Elle appuya un peu plus son regard. Sirius essaya un clin d'œil.
« C'était quoi ce prétexte idiot ? » soupira Remus en frottant amicalement la tête de Peter quand elle s'en fut retournée à son bureau.
Les trois compagnons louèrent les lacunes rares mais denses de sa perspicacité. Sirius passa même un bras compatissant sur ses épaules.
« Elle est marrante, la McGo, comme par hasard, elle nous parle de la seule prof qu'on ne peut pas...
- C'ÉTAIT QUOI CE PRÉTEXTE IDIOT ? REMUS AURAIT PU NOUS GRILLER !
- Je sais pas, je me suis dit qu'avec de la flatterie, ça passerait et franchement c'est cool, on progresse !
- Mais quoi mais de rien du tout on progresse ? Athenray est CA-CHÉE !
- Ah, la fourbe. »
Remus soupira, les yeux encore fermés, enfoui dans des draps à la propreté accablante.
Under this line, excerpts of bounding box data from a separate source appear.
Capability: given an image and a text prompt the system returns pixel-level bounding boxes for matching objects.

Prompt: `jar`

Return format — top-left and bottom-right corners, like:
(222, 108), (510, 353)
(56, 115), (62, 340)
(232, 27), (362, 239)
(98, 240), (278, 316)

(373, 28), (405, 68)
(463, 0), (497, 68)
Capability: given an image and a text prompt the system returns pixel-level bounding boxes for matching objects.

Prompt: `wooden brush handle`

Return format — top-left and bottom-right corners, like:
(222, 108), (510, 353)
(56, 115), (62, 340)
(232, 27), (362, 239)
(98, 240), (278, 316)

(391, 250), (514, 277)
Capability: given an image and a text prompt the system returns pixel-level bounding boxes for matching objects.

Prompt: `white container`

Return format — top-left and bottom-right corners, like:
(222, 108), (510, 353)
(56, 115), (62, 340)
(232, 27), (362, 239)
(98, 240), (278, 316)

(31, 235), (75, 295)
Un petit froissement de rire chatouilla son oreille encore sensible.
Puis un « CHUT, IL DORT ! » sonore.
James.
Il leva un bras courbaturé, grimaça à cause des élancements qui hérissaient sa nuque et tira doucement le rideau. Sirius se souviendrait longtemps du merveilleux étonnement joyeux qui irisa son visage gris à ce moment-là.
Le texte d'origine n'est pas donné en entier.